22 thoughts on “The Age for Loving (or Hating a Book)

  1. It’s hard to argue with To Kill a Mockingbird for the first one.

    For after 40, Moby-Dick. If you were forced to read it in high school or college, you probably hated it. I was that way. I think it’s magnificent now.

  2. Before 21: The Diary of Anne Frank.
    After 40: Where the Red Fern Grows. What? That’s a children’s book! I know, but you don’t have enough life experience as a kid to appreciate the book when you’re young. It’s a brilliant, heart-wrenching, sweet story when you’re older.

  3. Yes, TKAM. But by 40, dive in: Anna Karenina, War and Peace, and Gone with the Wind. (You won’t be sorry, having been completely lost at sea with fantastic character and setting.)

    • I just recently bought War and Peace and have been looking at it in my TBR pile with some trepidation but I guess it’s time to dive in (I figure this is also a good winter book to get absorbed in).

      • After reading a lot of Russian literature I am of the firm opinion that Tolstoy could really have used a good editor.

  4. I’ll take the contrarian view, surprise surprise, that there are no specific novels that would fit most people at either age. Shakespeare is certainly dense enough for plays, though. Also, the Bible.

    One thing that most people don’t recognize is that narrative style is constantly evolving so the style you were comfortable with years ago now reads like a car with one flat tire. So, it’s not just subject matter and maturity that changes our perspective.

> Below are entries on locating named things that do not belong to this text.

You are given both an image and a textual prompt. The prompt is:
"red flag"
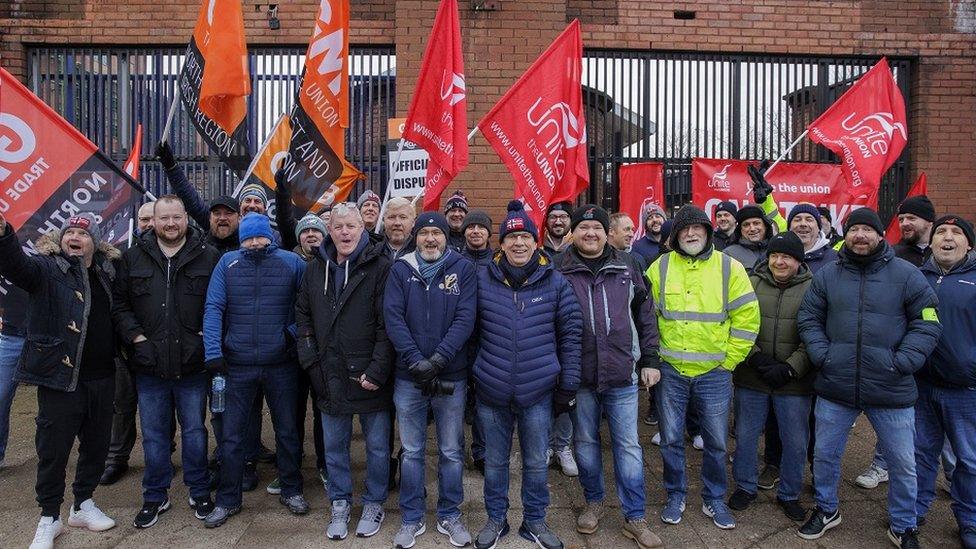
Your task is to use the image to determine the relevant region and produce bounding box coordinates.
[478,20,590,230]
[620,162,664,240]
[403,0,468,210]
[885,172,929,245]
[807,59,908,194]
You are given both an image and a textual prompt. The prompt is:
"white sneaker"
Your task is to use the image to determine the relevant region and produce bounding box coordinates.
[68,498,115,532]
[556,446,579,477]
[30,517,61,549]
[854,465,888,490]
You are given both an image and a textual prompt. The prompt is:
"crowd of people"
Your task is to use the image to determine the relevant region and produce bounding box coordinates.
[0,150,976,549]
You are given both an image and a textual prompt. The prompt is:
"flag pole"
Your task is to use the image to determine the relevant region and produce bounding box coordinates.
[410,126,478,207]
[763,129,810,175]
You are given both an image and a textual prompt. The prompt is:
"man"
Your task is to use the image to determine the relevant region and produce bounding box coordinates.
[895,195,935,267]
[714,200,739,251]
[474,200,583,549]
[722,204,773,271]
[542,202,573,256]
[382,196,417,262]
[607,212,643,253]
[556,204,664,549]
[112,195,220,528]
[647,204,759,529]
[0,213,119,549]
[797,208,941,548]
[358,189,382,233]
[203,212,308,528]
[383,212,478,548]
[295,199,394,540]
[631,204,668,265]
[729,229,819,522]
[915,214,976,549]
[444,190,468,252]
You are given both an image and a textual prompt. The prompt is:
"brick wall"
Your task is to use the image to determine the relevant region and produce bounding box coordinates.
[0,0,976,220]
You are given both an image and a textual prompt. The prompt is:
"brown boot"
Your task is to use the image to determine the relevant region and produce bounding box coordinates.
[623,519,664,549]
[576,501,603,534]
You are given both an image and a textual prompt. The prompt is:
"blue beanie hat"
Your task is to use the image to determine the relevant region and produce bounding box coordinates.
[498,200,539,240]
[786,202,820,230]
[238,212,274,243]
[413,212,451,236]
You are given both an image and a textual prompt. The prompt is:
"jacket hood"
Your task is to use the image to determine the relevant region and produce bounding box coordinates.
[34,231,122,261]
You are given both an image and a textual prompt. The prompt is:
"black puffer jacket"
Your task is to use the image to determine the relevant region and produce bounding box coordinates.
[797,240,942,408]
[295,236,396,414]
[112,227,220,379]
[0,229,120,392]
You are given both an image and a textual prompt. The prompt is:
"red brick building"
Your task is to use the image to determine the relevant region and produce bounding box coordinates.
[0,0,976,218]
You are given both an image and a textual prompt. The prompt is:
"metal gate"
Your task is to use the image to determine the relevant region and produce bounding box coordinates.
[28,46,396,198]
[583,50,912,217]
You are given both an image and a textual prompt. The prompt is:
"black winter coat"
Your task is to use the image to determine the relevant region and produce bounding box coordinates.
[0,226,120,392]
[295,236,396,414]
[112,227,220,379]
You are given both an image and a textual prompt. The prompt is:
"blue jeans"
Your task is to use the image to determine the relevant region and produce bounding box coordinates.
[217,364,302,509]
[135,372,210,503]
[393,379,467,524]
[812,398,917,532]
[732,387,813,501]
[322,410,392,505]
[656,363,732,502]
[0,334,24,463]
[477,395,552,524]
[915,381,976,529]
[570,385,644,520]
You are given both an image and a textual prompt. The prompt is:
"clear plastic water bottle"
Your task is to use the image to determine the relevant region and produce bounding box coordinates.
[210,374,227,414]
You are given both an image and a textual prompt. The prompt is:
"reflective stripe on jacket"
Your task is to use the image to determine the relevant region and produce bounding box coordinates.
[647,250,759,377]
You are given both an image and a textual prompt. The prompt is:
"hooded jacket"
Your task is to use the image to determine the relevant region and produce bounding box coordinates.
[556,244,659,392]
[732,261,816,395]
[797,240,942,408]
[203,242,305,367]
[918,250,976,389]
[112,227,220,379]
[474,252,583,408]
[0,229,121,392]
[295,234,395,414]
[383,248,478,381]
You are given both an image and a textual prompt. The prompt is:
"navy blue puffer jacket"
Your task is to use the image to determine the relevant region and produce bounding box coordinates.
[474,252,583,408]
[797,240,942,408]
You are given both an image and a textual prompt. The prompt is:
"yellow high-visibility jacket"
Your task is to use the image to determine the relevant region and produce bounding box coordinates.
[647,250,760,377]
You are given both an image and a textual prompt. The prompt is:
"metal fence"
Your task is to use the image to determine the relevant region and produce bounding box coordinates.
[28,46,396,198]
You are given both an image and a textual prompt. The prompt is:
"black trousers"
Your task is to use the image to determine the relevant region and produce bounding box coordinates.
[34,376,115,517]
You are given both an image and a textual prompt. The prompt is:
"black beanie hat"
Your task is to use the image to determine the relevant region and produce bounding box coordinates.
[929,214,976,248]
[766,231,804,263]
[570,204,610,232]
[898,194,935,223]
[844,208,884,236]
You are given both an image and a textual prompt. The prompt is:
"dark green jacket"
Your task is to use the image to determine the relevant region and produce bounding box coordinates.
[733,260,816,395]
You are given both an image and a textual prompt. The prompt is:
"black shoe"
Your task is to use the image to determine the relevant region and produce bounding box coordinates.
[776,498,807,522]
[190,496,214,520]
[729,488,756,511]
[132,499,169,528]
[888,528,921,549]
[257,444,278,463]
[241,462,258,492]
[98,463,129,486]
[797,507,840,539]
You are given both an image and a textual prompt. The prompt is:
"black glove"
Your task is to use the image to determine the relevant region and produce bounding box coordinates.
[759,361,796,389]
[203,357,227,375]
[749,160,773,204]
[156,141,176,170]
[552,389,576,416]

  5. Tough questions, indeed, if you truly think deeply on them. I could not in good conscience pick out specific titles. However, I felt that any kind of fiction or fantasy that pulls a young mind in directions outside the box are best before 21, including history that is told as if it were a living thing. After 40, well, deep introspection is more seriously appreciated. With age comes a better filter, albeit a skeptical one, for discerning how biased or superficial something may be. Excellent writing of any kind knows no age limit for its readership. That depends entirely on the maturity and intellectual expansiveness of the individual.

  6. Book lists for high school have changed. I am the parent of a high schooler. Moby Dick is gone from the classroom as is the Scarlet Letter. Here are some highlights from Honors/AP Lit class: • Thirteen Reasons Why (Jay Asher)
    • The Perks of Being a Wallflower (Stephen Chbosky)
    • The Warmth of Other Suns(Isabel Wilkerson)
    • The Chocolate War (Robert Cormier)
    • If I Stay (Gayle Forman)
    • The Fault in Our Stars (John Green)
    • The New Jim Crow (Michelle Alexander)
    • The Kite Runner (Khaled Hosseini)

    • Alan – as a parent of Freshmen it’s so interesting to see this list. Funnily enough my boys are doing what I consider to be fairly old fashioned stuff in their English class but apparently some groups are doing The Hunger Games (mine are doing Of Mice and Men and Antigone!)

    • As a former English teacher, I weep at this list of modern teenage soap operas and “then someone dies” stories. I doubt a one of them will be remembered in fifty years because they are read because they are contemporary which fades very fast.

  7. Dave Farland has a couple of articles about targeting an audience. He talks about how at different ages, a person is interested in different things. As a child, it’s wonder literature because kids are big on sense of wonder. In teens and twenties, it’s sex and romance. In the thirties and forties, women want relationship stories and men want thrillers. And so on and so forth. That’s what I see those questions apply to–reading a book outside its target audience age bracket is a pretty good way to dislike it.

  8. I know I’m late to the party, but I’d say The Adventures of Huckleberry Finn for BOTH questions~
    • before 21 to get, well, the adventures,
    • after 40 to get the story.

  9. I’m even much later to the party. I recently tried to reread a book I absolutely loved as a young adult. The book is Green Darkness by Anya Seton. I have tried to get into it several times recently and it is just too slow-paced, so much so that it seems rather boring. I wondered why I had loved it so much back in the day. This explains so much!